The U.S. Army will press Northrop Grumman Corp. (NOC) for refunds after the Pentagon’s inspector general found the contractor charged the service inflated labor rates on programs to fight drug trafficking.

The Army Contracting Command will conduct its own audit “as soon as feasible” of Northrop’s billings and the resumes of subcontractor workers to determine how much money should be repaid, spokeswoman Giselle Lyons said in an e-mail.

Allegations in the report “are being further investigated by the U.S. Army Contracting Command,” she said. “The command is implementing the recommendations proposed to help ensure the proper management and oversight of current and future contract actions.”

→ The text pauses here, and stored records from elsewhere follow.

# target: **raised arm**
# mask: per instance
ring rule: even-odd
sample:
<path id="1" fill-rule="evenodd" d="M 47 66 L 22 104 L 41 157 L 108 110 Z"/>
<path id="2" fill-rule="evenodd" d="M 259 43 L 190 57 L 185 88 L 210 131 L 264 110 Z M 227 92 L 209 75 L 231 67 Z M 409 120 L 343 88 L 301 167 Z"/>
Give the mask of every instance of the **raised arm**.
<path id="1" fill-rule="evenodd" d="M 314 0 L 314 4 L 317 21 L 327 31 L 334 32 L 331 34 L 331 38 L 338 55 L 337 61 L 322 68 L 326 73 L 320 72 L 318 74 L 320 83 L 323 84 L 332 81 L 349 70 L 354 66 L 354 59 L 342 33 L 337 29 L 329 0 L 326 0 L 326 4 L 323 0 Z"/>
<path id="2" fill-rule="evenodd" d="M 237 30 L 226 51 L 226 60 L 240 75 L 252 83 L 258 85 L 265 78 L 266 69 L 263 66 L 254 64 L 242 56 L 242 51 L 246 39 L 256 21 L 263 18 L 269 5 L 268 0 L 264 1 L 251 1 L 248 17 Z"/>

Northrop, the fifth-biggest U.S. contractor, charged the Army excessive labor rates for almost six years for more than 300 subcontractor employees working in Afghanistan and in the U.S. on counter-narcotics efforts abroad, the inspector general said in a May 13 report labeled “For Official Use Only” and obtained by Bloomberg News.

The report said the command may have paid as much as $123 million in “questionable costs.”

The U.S. paid as much as $91.4 million in such costs after Northrop submitted bills for 360 of 460 employees working for subcontractor DynCorp International who “did not meet the qualifications specified in the contract,” Jacqueline Wicecarver, assistant inspector general for acquisition, said in the report.

Worker Qualifications

The inspector general recommended that the Army “review the eligibility of the 460 DynCorp International employees to determine if they met the labor qualifications specified in the contract and if they did not obtain a refund for improper labor charges or recoup from any currently owed payments.”

Asked if Northrop Grumman was in discussions with the Army about refunding any of the questionable costs, Randy Belote, a spokesman for Falls Church, Virginia-based Northrop, said in an e-mailed statement that“we do not comment publicly on meetings held with customers or the content of the discussions.”

Ashley Burke, a spokeswoman for DynCorp International, said in an e-mail that the company “has cooperated with investigators throughout their inquiry into this issue, has complied fully with our obligations under the subcontract, and nothing improper was submitted by DI to our customer.”

DynCorp International is owned by affiliates of New York-based Cerberus Capital Management LP.